Are There Any Simple Calendar Effects in Bitcoin Market?

Is Bitcoin market efficient ? A new research study analyzes simple calendar effects:

Authors: Baur, Cahill, Godfrey, Liu

Title: Bitcoin Time-of-Day, Day-of-Week and Month-of-Year Effects in Returns and Trading Volume

Link: https://papers.ssrn.com/sol3/papers.cfm?abstract_id=3088472

Abstract:

There is a large literature that reports time-specific anomalies in equity markets such as the Monday effect, the January effect and the Halloween effect. This study is the first to report intra-day time-of-day, day-of-week, and month-of-year effects for Bitcoin returns and trading volume. Using more than 15 million price and trading volume observations from seven global Bitcoin exchanges reveal time-varying effects but no consistent or persistent patterns across the sample period. The results suggest that Bitcoin markets are efficient.

Notable quotations from the academic research paper:

"The aim of this paper is to analyze market efficiency by testing for time-dependent anomalies in returns and trading volume. For example, do Bitcoin investors trade differently when major stock exchanges are open compared to when they are closed? Do they trade less on weekends and during the Northern hemisphere summer months (i.e., June – August)? To answer these types of questions, we analyze time-of-the-day (ToD), day-of-the-week (DoW) and month-of-the-year (MoY) patterns in Bitcoin returns and trading volume.

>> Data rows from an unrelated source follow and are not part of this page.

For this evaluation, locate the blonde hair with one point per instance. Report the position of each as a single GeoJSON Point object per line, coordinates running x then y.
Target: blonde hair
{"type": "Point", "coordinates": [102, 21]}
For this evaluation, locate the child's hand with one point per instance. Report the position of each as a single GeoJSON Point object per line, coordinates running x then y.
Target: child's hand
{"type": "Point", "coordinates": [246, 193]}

Given the conflict between efficient pricing and the seemingly irrational demand for Bitcoin, we look for any consistent patterns in returns that would contradict the efficient market hypothesis. Since Bitcoin is a relatively new and unregulated asset, it is possible that the market has been dominated by retail investors. This suggests that we can expect to find inefficiencies and return anomalies in Bitcoin pricing. The fact that Bitcoin is continuously and globally traded makes an analysis of time-of-day, day-of-week, and month-of-year effects particularly interesting to study. Moreover, since Bitcoin is traded in different currencies and in different geographic locations, the market provides an additional layer of complexity similar to foreign exchange and commodities.

Our analysis of time-of-day, day-of-week and month-of-year patterns shows evidence of time-specific anomalies such as a lower weekend volume effect and a higher Monday return effect which are more consistent with currency markets.

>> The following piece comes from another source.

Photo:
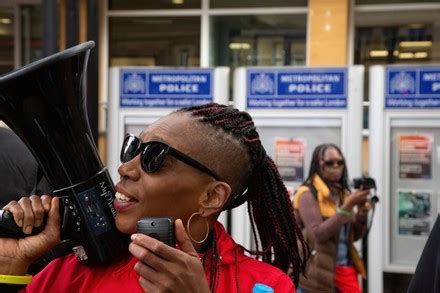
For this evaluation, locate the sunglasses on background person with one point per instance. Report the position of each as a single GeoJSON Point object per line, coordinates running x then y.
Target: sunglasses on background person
{"type": "Point", "coordinates": [331, 163]}
{"type": "Point", "coordinates": [153, 154]}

We find increased trading activity on Bitcoin exchanges at times when U.S stock exchanges are open and lower trading activity between midnight and the early morning on most exchanges. Bitcoin exchanges denominated in USD display stronger patterns compared to exchanges denominated in Japanese yen and Chinese yuan. We use heatmaps to illustrate patterns in returns and trading volume both across time and across exchanges.

The results support the view that Bitcoin markets are weak-form efficient because we do not see any consistent price pattern that could be exploited based on historical information. We also use statistical tests to check the robustness of the heatmap analysis and to determine the statistical significance of the effects."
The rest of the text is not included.